Всякая новая мысль — это новое сравнение. Клод Адриан Гельвеций
Современная психология достаточно убедительно показывает, что ни один человек не может сам, в одиночку, составить адекватное представление о своем поведении и образе мысли. Сколь бы искренними ни были его попытки разобраться в себе, он рано или поздно оказывается вынужден прибегнуть к чужому суждению и толкованию.
Это справедливо не только для сознания отдельных людей, но и для сознания наций, вероисповедных общностей, политико-идеологических движений. Работа самоотчета, самокритики, духовного обновления удается им тем лучше, чем выше их выстраданная готовность прислушаться к чужой (пусть даже тенденциозной и недоброжелательной) оценке.
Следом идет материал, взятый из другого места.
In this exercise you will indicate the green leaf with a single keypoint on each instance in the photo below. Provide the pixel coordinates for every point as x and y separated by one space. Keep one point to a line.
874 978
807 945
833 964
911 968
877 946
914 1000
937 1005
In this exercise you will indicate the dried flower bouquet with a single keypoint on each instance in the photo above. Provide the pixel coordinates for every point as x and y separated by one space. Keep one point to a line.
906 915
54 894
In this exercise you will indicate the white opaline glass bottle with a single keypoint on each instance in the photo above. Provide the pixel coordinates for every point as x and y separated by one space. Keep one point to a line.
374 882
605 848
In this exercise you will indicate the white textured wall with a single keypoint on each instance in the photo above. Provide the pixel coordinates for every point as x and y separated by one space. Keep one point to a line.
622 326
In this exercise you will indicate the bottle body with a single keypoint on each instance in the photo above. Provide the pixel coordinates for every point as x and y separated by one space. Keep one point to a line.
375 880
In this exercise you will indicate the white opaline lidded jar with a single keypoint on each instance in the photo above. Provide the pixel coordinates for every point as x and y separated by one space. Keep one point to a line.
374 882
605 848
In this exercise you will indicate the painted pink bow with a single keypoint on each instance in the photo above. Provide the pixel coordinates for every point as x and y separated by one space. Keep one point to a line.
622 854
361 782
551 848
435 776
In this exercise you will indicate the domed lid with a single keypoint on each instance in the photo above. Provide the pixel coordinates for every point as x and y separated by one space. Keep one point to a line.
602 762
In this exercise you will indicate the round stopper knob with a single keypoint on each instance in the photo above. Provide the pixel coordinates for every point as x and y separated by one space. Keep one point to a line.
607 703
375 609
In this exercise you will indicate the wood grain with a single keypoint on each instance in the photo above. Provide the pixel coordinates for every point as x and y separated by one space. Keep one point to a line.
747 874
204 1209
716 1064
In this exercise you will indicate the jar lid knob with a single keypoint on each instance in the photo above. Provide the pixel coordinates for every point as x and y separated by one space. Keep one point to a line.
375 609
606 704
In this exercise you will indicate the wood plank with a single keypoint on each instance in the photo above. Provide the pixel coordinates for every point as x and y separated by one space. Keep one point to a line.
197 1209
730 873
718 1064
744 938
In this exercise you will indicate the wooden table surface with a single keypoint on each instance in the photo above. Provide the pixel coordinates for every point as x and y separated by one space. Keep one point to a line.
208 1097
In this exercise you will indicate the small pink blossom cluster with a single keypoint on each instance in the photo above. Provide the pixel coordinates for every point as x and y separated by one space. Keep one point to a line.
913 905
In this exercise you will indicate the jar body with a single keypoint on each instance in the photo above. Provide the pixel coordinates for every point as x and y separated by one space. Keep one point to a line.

Не иначе обстоит дело и с сознанием ситуационно-историческим. Как сообщество современников, «людей второй половины XX века», мы тоже нуждаемся в чужом интерпретирующем суждении.
Но вот откуда его взять? Не ясно ли, что вся проблема приобретает при этом совершенно причудливый смысл? Более или менее адекватно оценить нас могли бы только потомки — члены будущего человечества. Но ихеще нет; если же мы сами попытаемся их вообразить, то наверняка подгоним под собственную интеллектуальную мерку (давно известно, что люди нигде не бывают так тенденциозны, субъективны, как при построении картин грядущего).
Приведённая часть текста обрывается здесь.